Historical node crashes when data is growing

Our historical node has the following setup:

Disk Space: > 2TB

Memory: 128 GB

The config looks like this:

druid.processing.buffer.sizeBytes=100000000

druid.processing.numThreads=4

druid.extensions.localRepository=/home/druid/.m2_hdfs/repository

druid.extensions.coordinates=[“io.druid.extensions:druid-examples”,“io.druid.extensions:druid-kafka-eight”,“io.druid.extensions:mysql-metadata-storage”,“io.druid.extensions:druid-hdfs-storage:0.8.0-rc1”]

druid.monitoring.monitors=[“com.metamx.metrics.JvmMonitor”]

Zookeeper

druid.zk.service.host=XXX.XXX.XXX.XXX

If you choose to compress ZK announcements, you must do so for every node type

druid.announcer.type=batch

druid.curator.compress=true

druid.discovery.curator.path=/hdfs/discovery

druid.segmentCache.locations=[{“path”: “/data/druid_hdfs/indexCache”, “maxSize”: 300000000000}]

druid.server.maxSize=300000000000

Metadata Storage (mysql)

druid.metadata.storage.type=mysql

druid.metadata.storage.connector.connectURI=jdbc:mysql://XXX.XXX.XXX.XXX:3306/druid_hdfs

druid.metadata.storage.connector.user=xxxxxxxxxx

druid.metadata.storage.connector.password=xxxxxxxxxxx

druid.storage.type=hdfs

druid.storage.storageDirectory=hdfs://xxxxxxx.xxxxx.xxxxx:8020/user/druid/data

Query Cache (we use a simple 10mb heap-based local cache on the broker)

druid.cache.type=local

druid.cache.sizeInBytes=10000000

druid.emitter=logging

druid.emitter.logging.logLevel=debug

I am starting the historical node with the following command:

nohup java -server -Xmx12g

-Xms12g

-XX:NewSize=6g

-XX:MaxNewSize=6g

-XX:MaxDirectMemorySize=32g

-XX:+UseConcMarkSweepGC -XX:+PrintGCDetails -XX:+PrintGCTimeStamps -Duser.timezone=UTC -Djava.util.logging.manager=org.apache.logging.log4j.jul.LogManager -Dfile.encoding=UTF-8 -Djava.io.tmpdir=/tmp/druid_hdfs -classpath config/_common:config/historical:lib/*:hadoop classpath io.druid.cli.Main server historical

Everything worked fine for over a year. But now as data grew and the files in my druid.segmentCache.locations became bigger then 115GB, the server was not able to load any segments anymore and even crashed with messages like:

There is insufficient memory for the Java Runtime Environment to continue.
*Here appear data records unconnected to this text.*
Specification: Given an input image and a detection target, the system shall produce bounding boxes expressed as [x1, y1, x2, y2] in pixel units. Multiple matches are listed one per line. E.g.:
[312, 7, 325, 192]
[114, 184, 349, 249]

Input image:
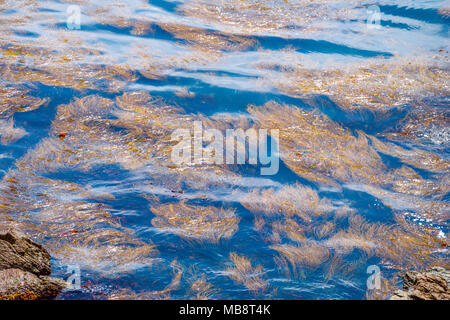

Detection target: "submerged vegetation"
[0, 0, 450, 299]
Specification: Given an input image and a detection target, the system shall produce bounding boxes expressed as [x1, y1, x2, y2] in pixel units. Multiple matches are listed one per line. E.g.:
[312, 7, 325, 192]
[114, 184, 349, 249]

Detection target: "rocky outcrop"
[390, 268, 450, 300]
[0, 231, 66, 300]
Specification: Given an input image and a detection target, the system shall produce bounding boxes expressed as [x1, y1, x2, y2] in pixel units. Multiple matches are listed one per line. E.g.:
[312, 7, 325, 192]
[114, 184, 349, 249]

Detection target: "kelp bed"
[0, 0, 450, 299]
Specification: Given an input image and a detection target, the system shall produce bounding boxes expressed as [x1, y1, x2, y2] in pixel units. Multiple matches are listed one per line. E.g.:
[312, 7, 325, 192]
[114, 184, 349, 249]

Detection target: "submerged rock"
[0, 231, 66, 300]
[390, 267, 450, 300]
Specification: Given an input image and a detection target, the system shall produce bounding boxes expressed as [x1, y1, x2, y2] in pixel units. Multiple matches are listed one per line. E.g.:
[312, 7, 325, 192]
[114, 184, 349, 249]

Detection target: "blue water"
[0, 0, 450, 299]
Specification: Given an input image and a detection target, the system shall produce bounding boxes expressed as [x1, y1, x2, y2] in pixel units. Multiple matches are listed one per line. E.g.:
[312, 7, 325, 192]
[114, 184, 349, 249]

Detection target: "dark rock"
[391, 268, 450, 300]
[0, 231, 66, 300]
[0, 231, 51, 275]
[0, 269, 66, 300]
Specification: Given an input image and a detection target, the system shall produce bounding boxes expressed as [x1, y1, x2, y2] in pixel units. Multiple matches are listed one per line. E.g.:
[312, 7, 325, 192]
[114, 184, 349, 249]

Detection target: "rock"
[0, 231, 51, 275]
[390, 267, 450, 300]
[0, 269, 66, 300]
[0, 231, 66, 300]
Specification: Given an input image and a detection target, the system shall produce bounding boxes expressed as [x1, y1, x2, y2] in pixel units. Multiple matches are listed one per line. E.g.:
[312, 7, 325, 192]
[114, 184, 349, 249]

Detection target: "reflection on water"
[0, 0, 450, 299]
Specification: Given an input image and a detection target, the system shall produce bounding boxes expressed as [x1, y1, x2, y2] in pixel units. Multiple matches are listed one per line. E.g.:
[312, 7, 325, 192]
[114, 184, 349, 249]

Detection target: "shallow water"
[0, 0, 450, 299]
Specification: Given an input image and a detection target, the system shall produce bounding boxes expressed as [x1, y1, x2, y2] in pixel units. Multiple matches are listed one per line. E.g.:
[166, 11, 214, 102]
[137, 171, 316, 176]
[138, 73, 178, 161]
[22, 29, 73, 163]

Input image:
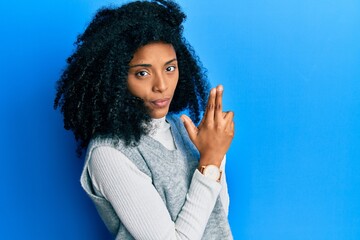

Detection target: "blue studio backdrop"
[0, 0, 360, 240]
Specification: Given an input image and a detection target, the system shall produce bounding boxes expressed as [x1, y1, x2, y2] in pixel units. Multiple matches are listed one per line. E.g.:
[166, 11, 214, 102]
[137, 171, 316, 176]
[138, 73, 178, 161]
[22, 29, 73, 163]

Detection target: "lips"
[151, 98, 170, 108]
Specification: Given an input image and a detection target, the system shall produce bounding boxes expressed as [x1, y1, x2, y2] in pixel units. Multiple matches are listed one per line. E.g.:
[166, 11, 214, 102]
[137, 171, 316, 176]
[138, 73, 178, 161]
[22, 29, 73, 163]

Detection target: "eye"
[166, 66, 176, 72]
[135, 71, 149, 77]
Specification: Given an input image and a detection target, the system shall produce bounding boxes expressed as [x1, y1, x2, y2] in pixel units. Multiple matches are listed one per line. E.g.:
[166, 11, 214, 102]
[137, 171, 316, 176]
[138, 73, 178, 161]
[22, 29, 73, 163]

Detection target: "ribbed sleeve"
[88, 146, 222, 240]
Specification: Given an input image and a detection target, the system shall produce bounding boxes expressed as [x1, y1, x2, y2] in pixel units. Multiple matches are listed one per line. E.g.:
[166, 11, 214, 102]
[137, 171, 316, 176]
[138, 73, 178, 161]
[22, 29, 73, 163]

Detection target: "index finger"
[215, 85, 224, 121]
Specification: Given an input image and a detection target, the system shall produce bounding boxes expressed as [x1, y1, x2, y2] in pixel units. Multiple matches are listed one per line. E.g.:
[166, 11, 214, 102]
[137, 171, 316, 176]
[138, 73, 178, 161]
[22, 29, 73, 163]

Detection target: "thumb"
[181, 114, 198, 142]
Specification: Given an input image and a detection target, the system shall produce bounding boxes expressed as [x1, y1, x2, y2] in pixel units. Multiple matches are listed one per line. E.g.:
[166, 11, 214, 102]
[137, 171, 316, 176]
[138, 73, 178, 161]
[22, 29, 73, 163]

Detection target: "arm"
[89, 147, 221, 240]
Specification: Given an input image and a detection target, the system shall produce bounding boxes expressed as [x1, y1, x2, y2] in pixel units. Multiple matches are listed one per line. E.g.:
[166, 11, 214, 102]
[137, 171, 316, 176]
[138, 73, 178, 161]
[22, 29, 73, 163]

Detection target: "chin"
[150, 108, 169, 119]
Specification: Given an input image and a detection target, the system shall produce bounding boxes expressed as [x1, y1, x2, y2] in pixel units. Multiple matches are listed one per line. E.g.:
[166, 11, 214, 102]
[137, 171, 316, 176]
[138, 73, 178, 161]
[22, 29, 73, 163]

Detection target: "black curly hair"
[54, 0, 209, 155]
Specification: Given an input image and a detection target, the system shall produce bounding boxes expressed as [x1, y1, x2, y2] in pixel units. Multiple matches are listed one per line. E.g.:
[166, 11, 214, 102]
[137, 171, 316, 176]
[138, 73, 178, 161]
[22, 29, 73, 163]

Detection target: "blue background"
[0, 0, 360, 240]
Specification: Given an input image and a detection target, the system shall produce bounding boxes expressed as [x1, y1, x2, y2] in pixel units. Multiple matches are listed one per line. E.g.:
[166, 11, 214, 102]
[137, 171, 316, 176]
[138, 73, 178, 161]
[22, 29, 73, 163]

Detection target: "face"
[128, 42, 179, 118]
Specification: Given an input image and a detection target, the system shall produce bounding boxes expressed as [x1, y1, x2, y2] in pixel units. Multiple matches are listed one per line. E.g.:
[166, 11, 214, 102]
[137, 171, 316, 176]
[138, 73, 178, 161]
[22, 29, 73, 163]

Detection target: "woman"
[55, 0, 234, 239]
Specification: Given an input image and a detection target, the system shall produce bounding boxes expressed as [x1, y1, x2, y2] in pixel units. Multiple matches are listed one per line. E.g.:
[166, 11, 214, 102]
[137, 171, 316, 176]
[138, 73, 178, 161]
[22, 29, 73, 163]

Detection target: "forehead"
[130, 42, 176, 63]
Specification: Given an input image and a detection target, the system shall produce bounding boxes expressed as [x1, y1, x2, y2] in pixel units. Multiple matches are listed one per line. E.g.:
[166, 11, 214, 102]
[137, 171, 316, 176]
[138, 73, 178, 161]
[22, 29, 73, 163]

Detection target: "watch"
[200, 165, 222, 182]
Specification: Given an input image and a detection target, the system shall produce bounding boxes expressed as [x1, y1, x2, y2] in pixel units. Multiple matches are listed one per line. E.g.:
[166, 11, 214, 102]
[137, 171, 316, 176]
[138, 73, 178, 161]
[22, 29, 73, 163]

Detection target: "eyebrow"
[129, 58, 177, 68]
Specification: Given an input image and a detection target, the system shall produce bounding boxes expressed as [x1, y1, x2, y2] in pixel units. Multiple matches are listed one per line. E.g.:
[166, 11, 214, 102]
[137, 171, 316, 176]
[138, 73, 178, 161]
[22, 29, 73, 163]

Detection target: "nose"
[153, 73, 168, 92]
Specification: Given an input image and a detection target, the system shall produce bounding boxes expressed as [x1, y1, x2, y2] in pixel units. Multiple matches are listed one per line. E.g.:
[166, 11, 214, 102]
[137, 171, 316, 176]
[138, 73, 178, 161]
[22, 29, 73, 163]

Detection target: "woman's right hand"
[181, 85, 234, 167]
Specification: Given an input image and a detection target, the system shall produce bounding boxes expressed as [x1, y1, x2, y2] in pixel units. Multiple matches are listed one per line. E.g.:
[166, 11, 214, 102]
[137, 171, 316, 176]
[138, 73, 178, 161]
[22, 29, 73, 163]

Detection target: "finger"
[223, 111, 229, 119]
[215, 85, 224, 121]
[224, 111, 234, 128]
[201, 88, 216, 123]
[181, 114, 198, 142]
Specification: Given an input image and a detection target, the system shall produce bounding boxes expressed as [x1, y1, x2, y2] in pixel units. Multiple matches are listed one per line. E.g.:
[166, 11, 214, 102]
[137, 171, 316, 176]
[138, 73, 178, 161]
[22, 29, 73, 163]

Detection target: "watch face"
[203, 165, 220, 180]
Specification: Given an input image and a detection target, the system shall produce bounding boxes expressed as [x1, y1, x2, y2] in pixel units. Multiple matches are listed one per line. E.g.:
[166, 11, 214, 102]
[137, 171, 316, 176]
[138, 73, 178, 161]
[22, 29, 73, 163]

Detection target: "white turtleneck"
[88, 117, 229, 240]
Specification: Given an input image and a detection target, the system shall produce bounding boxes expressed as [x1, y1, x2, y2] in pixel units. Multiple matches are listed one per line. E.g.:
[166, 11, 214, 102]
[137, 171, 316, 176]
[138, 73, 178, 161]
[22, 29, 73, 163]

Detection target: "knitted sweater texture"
[81, 116, 232, 240]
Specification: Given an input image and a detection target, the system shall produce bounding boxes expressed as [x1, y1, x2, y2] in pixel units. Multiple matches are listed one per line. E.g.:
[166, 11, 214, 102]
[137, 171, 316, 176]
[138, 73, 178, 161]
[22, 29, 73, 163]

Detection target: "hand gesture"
[181, 85, 234, 167]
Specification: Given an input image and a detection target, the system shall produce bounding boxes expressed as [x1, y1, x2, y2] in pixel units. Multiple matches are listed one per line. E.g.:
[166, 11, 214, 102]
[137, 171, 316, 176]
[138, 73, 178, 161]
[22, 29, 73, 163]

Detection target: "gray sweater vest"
[81, 115, 232, 240]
Native memory allocation (malloc) failed to allocate 28520448 bytes for committing reserved memory.

An error report file with more information is saved as:

/usr/local/druid-0.8.0-rc1/hs_err_pid25770.log

Sometimes it throws just exceptions like:

13:50:57.264 [ZkCoordinator-0] ERROR io.druid.server.coordination.ZkCoordinator - Failed to load segment for dataSource: {class=io.druid.server.coordination.ZkCoordinator, exceptionType=class io.druid.segment.loading.SegmentLoadingException, exceptionMessage=Exception loading segment[ …

io.druid.segment.loading.SegmentLoadingException: Exception loading segment[xxxxxxx

Caused by: io.druid.segment.loading.SegmentLoadingException: Error loading [hdfs://xxxxx.xxxx.xxxx

Caused by: java.io.IOException: No FileSystem for scheme: hdfs

But these hdfs exceptions seems to point in the wrong direction. I checked it manually with hadoop fs -ls and the files were there.
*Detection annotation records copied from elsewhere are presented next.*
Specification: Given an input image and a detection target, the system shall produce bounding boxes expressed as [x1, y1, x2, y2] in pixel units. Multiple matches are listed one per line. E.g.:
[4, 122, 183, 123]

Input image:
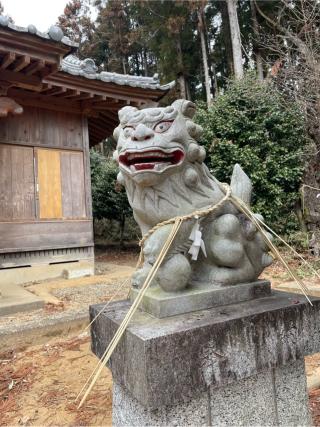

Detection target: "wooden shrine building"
[0, 16, 171, 283]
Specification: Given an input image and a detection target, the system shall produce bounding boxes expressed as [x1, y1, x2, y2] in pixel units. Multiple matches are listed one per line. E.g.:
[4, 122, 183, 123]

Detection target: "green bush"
[90, 150, 132, 244]
[195, 74, 307, 233]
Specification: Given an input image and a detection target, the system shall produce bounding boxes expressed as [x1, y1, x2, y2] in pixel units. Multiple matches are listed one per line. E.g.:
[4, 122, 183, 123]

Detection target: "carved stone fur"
[114, 100, 272, 292]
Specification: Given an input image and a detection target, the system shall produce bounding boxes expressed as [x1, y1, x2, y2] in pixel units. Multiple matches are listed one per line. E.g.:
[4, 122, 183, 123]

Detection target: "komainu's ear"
[118, 106, 138, 124]
[172, 99, 196, 119]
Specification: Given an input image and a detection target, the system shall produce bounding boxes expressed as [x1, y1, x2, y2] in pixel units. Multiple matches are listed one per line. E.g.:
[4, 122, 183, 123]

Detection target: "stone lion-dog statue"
[114, 100, 272, 292]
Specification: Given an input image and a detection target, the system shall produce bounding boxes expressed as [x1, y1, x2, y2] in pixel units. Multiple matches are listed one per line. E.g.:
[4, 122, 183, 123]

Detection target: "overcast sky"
[1, 0, 75, 31]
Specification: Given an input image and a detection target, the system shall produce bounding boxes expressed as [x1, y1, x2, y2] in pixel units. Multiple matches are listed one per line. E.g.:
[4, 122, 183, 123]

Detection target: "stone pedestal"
[90, 292, 320, 426]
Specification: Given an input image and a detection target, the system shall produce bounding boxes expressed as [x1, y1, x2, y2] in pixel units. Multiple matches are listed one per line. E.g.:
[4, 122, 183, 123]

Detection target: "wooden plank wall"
[0, 145, 36, 221]
[0, 107, 93, 265]
[0, 107, 83, 150]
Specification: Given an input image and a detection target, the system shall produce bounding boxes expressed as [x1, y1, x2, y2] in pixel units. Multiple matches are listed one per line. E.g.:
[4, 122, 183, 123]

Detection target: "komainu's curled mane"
[114, 100, 271, 292]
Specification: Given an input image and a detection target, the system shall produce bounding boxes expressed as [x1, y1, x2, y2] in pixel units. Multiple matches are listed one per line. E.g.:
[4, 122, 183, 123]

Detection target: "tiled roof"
[0, 15, 79, 48]
[61, 55, 175, 91]
[0, 15, 175, 91]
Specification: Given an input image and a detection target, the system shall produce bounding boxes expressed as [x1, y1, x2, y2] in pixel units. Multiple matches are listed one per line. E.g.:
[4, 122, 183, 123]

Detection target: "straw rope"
[76, 183, 320, 408]
[139, 184, 231, 247]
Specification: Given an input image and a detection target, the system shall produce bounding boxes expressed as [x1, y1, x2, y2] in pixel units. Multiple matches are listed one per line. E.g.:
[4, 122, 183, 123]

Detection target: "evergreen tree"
[58, 0, 95, 58]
Regarding the memory output:

I still had around 22GB RAM free during that time. Restarting the historical server resulted in the server crashing again with the same messages. Sometimes the message is the memory issue, sometimes its the Exceptions regarding “Failed to load segment”
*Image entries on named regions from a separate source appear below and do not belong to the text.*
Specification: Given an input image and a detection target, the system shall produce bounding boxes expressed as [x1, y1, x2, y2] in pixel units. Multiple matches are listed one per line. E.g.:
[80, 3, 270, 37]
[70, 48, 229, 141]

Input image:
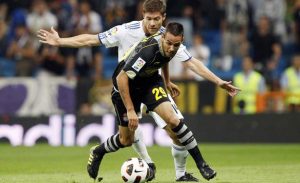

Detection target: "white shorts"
[141, 94, 183, 128]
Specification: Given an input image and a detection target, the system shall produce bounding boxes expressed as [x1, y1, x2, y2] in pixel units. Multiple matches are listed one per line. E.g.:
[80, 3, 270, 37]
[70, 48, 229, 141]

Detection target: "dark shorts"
[111, 78, 170, 126]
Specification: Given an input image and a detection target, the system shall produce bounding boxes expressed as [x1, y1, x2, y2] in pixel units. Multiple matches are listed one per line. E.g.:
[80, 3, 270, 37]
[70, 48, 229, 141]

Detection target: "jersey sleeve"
[171, 44, 192, 62]
[98, 25, 125, 48]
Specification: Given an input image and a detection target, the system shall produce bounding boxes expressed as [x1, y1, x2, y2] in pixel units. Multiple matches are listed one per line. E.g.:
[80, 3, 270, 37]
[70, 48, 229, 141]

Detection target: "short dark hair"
[143, 0, 166, 15]
[166, 22, 184, 36]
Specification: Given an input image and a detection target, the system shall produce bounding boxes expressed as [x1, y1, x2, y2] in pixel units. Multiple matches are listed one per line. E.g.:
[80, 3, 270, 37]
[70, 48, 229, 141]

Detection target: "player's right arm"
[117, 70, 139, 130]
[37, 27, 101, 48]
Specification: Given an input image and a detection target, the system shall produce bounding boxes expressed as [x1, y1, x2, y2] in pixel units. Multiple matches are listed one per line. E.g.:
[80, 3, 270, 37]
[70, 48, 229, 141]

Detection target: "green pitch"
[0, 144, 300, 183]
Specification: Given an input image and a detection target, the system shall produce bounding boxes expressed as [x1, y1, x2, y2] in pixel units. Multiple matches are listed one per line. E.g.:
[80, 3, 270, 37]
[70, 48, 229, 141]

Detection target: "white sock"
[132, 127, 153, 163]
[172, 144, 189, 179]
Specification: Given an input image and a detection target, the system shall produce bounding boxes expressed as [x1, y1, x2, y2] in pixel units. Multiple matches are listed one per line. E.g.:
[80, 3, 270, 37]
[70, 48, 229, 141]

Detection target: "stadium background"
[0, 0, 300, 183]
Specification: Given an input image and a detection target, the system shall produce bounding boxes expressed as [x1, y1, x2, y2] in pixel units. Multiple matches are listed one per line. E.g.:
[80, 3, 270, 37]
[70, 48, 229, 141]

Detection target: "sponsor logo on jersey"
[132, 57, 146, 72]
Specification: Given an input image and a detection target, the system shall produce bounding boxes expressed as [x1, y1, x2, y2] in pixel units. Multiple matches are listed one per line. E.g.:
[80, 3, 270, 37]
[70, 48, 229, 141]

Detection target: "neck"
[142, 20, 151, 37]
[158, 38, 166, 57]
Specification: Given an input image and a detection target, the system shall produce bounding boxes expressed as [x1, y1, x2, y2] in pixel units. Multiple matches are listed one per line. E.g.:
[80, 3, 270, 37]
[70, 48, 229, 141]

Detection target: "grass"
[0, 144, 300, 183]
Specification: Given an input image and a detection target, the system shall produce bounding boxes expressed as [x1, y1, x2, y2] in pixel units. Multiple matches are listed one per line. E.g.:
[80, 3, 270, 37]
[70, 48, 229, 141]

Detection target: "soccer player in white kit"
[38, 0, 239, 182]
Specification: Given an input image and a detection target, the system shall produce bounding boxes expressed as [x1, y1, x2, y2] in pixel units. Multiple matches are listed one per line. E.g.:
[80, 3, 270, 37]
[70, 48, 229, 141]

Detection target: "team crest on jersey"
[126, 71, 136, 79]
[132, 57, 146, 72]
[108, 27, 118, 36]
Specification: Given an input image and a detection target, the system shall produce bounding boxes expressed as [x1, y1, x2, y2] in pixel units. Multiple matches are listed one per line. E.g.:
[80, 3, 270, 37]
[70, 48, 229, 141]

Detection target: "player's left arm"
[182, 57, 240, 96]
[162, 63, 180, 98]
[117, 70, 139, 130]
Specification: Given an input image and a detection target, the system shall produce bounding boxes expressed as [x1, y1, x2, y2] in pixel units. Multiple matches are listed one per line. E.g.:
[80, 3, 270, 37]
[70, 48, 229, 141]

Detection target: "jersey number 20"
[152, 87, 167, 100]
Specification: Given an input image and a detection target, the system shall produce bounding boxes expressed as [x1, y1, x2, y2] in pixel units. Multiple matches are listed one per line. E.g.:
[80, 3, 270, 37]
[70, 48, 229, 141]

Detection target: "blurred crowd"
[0, 0, 300, 113]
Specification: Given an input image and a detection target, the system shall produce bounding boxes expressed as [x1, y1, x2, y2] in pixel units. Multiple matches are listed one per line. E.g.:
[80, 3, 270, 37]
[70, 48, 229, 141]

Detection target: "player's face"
[161, 32, 183, 57]
[143, 12, 165, 35]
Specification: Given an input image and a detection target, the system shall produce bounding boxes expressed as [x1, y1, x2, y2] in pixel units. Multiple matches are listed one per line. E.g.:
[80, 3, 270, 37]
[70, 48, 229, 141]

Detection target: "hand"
[127, 110, 139, 131]
[219, 81, 241, 97]
[37, 27, 60, 46]
[166, 82, 180, 98]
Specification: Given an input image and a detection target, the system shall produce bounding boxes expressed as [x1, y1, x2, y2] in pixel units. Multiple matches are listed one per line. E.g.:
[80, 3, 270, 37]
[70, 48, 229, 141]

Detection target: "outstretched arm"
[37, 27, 101, 48]
[183, 57, 241, 97]
[117, 70, 139, 130]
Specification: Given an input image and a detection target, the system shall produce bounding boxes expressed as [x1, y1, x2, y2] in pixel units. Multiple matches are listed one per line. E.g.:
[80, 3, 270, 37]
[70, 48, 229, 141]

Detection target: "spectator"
[222, 0, 250, 58]
[0, 4, 8, 58]
[27, 0, 58, 35]
[233, 57, 266, 114]
[75, 1, 103, 79]
[249, 0, 286, 40]
[6, 22, 36, 76]
[293, 0, 300, 48]
[280, 54, 300, 112]
[250, 16, 282, 89]
[186, 34, 210, 80]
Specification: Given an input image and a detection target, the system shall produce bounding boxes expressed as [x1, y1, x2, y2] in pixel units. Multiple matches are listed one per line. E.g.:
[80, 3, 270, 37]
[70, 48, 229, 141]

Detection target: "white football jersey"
[98, 21, 191, 62]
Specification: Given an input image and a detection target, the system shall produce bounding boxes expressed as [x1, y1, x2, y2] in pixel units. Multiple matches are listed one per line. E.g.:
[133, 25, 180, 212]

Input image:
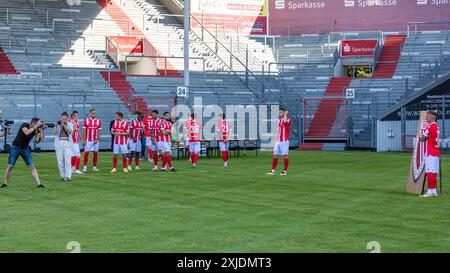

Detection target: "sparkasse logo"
[344, 0, 400, 8]
[275, 0, 286, 9]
Now that I marked some old data as used=0 in coord database, the server works fine. But from the first question at http://druid.io/faq.html I read, that I should be able to have more data assigned to a historical node then memory available. I can live with the fact that old data will take much longer to query.

I am using druid 0.8

So what am I doing wrong in order to have more data on the historical node then memory available.

Thanks for your help.

Best regards

Roman

Hi Roman, this error points to the fact that the hdfs extension is not correctly set up. How have you included the HDFS extension and appropriate hadoop conf xml files in your classpath?

Hi,

thanks for your answer. I doubt this is a hdfs problem as this setup worked perfectly for over a year without changing anything. And usually its not the hdfs error that pops up, but the memory problem.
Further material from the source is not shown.